Et après ce succès, nous revoilà plongés dans le monde tel que nous l'apprenons dans les livres d'Histoire, avec quelques scènes d'une violence assez insoutenable, ce qui est d'autant plus paradoxal que j'ai vu des scènes bien plus violentes sans sourciller dans d'autres films. Mais ici, la violence est montrée sans détour, le contexte est tel et le contraste avec la quête de la jeune héroïne si saisissant que l'on est rapidement au bord du malaise. Le film se déroule ensuite en deux histoires sans autre lien apparent qu'Ofélia, alternant le sang et l'horreur de la "vraie" guerre et la guerre que mène la petite fille, alternant les luttes et les souffrances de Mercedes la courageuse résistante d'une Espagne très réaliste et d'Ofélia la princesse un peu perdue d'un autre royaume éthéré.

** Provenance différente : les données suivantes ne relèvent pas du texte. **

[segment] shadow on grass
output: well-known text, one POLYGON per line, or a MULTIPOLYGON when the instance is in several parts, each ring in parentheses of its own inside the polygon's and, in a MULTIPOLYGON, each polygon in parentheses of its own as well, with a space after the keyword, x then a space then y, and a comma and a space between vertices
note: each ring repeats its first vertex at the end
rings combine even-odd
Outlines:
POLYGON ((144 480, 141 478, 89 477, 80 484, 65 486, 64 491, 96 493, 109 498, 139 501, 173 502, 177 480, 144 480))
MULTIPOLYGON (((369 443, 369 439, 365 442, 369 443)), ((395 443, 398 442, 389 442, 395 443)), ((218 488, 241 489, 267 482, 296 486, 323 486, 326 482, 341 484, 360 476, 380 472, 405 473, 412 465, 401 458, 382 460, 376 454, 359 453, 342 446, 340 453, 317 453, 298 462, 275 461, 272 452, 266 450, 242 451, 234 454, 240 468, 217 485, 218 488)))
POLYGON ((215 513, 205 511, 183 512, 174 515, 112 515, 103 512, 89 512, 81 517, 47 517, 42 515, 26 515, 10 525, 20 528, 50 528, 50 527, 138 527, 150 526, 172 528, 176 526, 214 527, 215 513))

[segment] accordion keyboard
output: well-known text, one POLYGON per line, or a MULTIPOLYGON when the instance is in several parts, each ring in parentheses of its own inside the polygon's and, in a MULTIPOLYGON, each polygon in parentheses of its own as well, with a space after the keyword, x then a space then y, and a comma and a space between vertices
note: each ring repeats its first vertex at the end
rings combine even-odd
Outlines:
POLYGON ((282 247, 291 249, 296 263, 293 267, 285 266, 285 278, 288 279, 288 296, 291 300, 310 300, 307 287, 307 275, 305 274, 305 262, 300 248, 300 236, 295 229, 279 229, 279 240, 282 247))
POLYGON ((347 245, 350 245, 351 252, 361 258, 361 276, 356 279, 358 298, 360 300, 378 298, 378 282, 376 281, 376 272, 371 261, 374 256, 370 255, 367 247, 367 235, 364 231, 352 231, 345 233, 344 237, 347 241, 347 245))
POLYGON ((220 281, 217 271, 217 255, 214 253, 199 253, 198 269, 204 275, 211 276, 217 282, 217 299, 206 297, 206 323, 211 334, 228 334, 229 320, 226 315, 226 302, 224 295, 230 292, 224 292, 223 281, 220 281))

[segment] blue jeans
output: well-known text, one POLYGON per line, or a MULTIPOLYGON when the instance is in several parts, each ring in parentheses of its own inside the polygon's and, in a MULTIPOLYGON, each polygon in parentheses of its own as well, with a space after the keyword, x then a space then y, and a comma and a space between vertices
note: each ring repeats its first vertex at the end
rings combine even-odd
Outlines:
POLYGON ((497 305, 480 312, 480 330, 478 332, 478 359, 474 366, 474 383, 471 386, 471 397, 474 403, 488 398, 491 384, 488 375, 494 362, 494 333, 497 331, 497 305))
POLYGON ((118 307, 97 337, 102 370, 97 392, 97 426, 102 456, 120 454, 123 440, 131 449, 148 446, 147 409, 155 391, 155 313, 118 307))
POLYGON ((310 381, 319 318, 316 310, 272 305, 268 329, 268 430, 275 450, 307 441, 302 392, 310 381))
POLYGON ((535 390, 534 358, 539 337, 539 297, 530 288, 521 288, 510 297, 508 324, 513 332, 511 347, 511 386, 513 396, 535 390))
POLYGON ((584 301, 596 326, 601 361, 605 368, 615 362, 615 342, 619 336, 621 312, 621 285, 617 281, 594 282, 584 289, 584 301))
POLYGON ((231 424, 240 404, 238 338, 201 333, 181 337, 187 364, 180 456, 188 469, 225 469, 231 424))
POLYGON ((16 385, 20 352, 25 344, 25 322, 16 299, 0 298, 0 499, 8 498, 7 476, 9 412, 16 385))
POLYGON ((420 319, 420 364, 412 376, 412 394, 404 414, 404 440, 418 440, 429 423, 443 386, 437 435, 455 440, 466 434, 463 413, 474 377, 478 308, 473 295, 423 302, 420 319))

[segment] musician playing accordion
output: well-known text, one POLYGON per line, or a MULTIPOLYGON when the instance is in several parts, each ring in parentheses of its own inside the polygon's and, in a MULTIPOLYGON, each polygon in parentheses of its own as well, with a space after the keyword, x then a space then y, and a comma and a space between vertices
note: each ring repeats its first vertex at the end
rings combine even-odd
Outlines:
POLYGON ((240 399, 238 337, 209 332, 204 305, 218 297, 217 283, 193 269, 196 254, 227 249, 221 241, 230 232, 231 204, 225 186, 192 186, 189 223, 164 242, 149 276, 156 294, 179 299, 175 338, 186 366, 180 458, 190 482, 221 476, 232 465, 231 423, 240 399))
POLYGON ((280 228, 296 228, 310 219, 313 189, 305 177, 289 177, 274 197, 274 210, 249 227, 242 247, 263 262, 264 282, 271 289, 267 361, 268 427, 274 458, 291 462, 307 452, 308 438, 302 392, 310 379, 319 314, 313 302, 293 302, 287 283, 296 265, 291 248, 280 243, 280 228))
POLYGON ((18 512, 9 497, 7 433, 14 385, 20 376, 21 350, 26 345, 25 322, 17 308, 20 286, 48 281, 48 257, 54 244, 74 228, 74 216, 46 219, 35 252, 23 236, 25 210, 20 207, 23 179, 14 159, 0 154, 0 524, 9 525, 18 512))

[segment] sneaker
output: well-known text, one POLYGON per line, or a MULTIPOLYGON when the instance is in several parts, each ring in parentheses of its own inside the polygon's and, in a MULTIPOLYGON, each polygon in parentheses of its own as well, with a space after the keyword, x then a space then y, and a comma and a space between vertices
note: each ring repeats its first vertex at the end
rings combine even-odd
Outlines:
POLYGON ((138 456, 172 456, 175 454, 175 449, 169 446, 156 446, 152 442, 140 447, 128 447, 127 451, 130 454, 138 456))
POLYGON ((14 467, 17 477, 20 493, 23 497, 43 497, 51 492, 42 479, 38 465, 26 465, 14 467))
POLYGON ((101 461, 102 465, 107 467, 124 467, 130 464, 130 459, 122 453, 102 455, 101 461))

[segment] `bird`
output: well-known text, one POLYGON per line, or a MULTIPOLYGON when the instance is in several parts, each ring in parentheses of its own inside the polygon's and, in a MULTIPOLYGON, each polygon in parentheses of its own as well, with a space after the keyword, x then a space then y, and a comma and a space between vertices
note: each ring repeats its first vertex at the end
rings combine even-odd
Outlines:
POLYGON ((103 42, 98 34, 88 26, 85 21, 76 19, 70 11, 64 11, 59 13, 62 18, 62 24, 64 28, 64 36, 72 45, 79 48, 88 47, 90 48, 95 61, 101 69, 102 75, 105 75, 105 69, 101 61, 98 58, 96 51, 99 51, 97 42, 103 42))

Jamais nous ne plongerons la tête la première dans le doux royaume des fées sans revenir brutalement dans la mort, le sang, les batailles et la torture dont un seul homme est responsable en cette garnison : le monstre absolu qu'est le Capitaine Vidal, beau-père d'Ofélia qu'elle rejettera au profit de son père d'ici, absent adoré, mort à la guerre, et du Roi de là-bas, dont on sait qu'il était abattu par la mort de sa fille et qui recherche donc sa princesse disparue. Une mort tragique dans un livre d'Histoire en reflet d'une mort tragique dans un livre de conte de fées.
Et reste la question qui rend le film si poignant, en plus d'être magnifique : peut-on dire que la fin est heureuse ?
Un chef d'oeuvre de lumière dans la nuit de la guerre, de nuit dans la lumière des fées.